West-Berliner Jungen, die auf einem Trümmerberg stehen, begrüßen winkend ein US-amerikanisches Transportflugzeug, das Versorgungsgüter nach West-Berlin bringt (Aufnahme von 1948).

West-Berliner Jungen, die auf einem Trümmerberg stehen, begrüßen winkend ein US-amerikanisches Transportflugzeug, das Versorgungsgüter nach West-Berlin bringt (Aufnahme von 1948).

Das kam in Moskau nicht gut an. Die Kommunistische Partei erhöhte den Druck auf die nicht kommunistischen Minister, angeordnete Sprengstoffattentate schlugen fehl. Um Neuwahlen zu erzwingen, traten die bürgerlichen Minister am 20. Februar 1948 aus der Koalitionsregierung aus. Der bürgerliche Staatspräsident Edvard Benes wurde massiv unter Druck gesetzt, Neuwahlen zu vermeiden – und stattdessen eine neue, von Kommunisten dominierte Regierung zu vereidigen, einhergehend mit einem mysteriösen, tödlichen Fenstersturz von Außenminister Jan Masaryk. Der sogenannte Februarumsturz besiegelte die Zugehörigkeit der Tschechoslowakei zum sowjetischen Einflussgebiet.

Moskau sperrt alle Wege nach West-Berlin

Ein zweites historisches Ereignis verstärkte bei den westeuropäischen Staaten die Angst vor einer Expansion der Sowjetunion unter Parteichef Josef Stalin sogar über die Grenzen des von der Sowjetunion besetzten Teil Europas hinaus. Als Reaktion auf die Währungsreform in den drei westlichen Besatzungszonen sowie in den Westsektoren der ehemaligen Reichshauptstadt sperren sowjetische Truppen in der Nacht zum 24. Juni 1948 alle Zufahrtswege nach West-Berlin, zudem die Gas- und Stromversorgung. Aus gezielten Behinderungen wird schließlich eine totale Abriegelung des Westteils der Stadt, wo drei Jahre nach Kriegsende eine Hungersnot droht.

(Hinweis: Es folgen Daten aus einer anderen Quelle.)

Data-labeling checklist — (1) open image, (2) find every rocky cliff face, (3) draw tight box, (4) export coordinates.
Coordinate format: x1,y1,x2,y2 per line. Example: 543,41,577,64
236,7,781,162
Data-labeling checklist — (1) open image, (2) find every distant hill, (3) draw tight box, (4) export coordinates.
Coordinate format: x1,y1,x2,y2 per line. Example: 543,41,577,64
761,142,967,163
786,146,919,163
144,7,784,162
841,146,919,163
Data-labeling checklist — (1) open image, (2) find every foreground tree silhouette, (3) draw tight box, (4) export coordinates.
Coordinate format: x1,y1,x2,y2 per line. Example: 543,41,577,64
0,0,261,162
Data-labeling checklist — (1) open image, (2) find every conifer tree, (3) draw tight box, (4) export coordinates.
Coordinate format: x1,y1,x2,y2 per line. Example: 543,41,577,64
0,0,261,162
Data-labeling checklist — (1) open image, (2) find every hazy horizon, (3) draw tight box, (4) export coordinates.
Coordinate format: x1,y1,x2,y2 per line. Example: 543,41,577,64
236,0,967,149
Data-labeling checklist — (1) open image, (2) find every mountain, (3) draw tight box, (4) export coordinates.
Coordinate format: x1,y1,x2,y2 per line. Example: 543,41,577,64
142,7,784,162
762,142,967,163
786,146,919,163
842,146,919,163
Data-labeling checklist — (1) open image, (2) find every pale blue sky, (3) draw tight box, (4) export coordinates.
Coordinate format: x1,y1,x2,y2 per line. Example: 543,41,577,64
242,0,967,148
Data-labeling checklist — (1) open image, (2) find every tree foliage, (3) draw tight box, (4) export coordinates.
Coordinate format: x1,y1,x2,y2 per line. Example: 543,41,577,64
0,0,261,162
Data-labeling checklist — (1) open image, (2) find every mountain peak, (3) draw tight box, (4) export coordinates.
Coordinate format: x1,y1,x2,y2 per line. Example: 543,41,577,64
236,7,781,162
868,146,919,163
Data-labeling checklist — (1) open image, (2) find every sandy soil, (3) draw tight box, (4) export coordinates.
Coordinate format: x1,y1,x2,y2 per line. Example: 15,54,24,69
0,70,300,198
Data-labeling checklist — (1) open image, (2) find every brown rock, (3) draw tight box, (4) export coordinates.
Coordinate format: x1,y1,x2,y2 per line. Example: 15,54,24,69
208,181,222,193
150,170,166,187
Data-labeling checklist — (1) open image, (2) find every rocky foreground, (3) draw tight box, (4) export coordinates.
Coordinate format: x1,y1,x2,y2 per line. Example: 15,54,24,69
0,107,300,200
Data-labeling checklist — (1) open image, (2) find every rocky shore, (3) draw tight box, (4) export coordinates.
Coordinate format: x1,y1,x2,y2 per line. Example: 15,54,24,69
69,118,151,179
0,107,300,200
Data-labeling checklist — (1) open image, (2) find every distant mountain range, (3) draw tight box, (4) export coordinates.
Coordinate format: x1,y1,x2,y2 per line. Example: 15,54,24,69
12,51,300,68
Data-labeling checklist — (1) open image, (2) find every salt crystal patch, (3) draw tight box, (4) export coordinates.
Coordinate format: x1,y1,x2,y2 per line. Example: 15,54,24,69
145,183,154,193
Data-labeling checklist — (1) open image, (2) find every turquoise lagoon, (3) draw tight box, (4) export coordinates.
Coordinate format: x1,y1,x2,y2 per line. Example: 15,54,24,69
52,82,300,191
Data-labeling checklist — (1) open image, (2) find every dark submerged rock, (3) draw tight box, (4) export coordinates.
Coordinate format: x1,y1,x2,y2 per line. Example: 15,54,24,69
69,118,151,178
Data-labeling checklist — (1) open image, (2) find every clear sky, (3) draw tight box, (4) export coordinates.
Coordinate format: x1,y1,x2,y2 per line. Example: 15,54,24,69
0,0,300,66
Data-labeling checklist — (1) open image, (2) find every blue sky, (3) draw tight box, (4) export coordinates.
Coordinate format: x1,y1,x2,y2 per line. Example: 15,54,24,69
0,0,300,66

Die Westalliierten verteidigen ihre Rechte in Berlin. Auf Initiative von US-Militärgouverneur Lucius D. Clay stellen sie über eine Luftbrücke die Versorgung West-Berlins sicher. Insgesamt werden bis 30. September 1949 in mehr als 270.000 Flügen rund 2,1 Millionen Tonnen lebenswichtiger Güter nach Berlin transportiert.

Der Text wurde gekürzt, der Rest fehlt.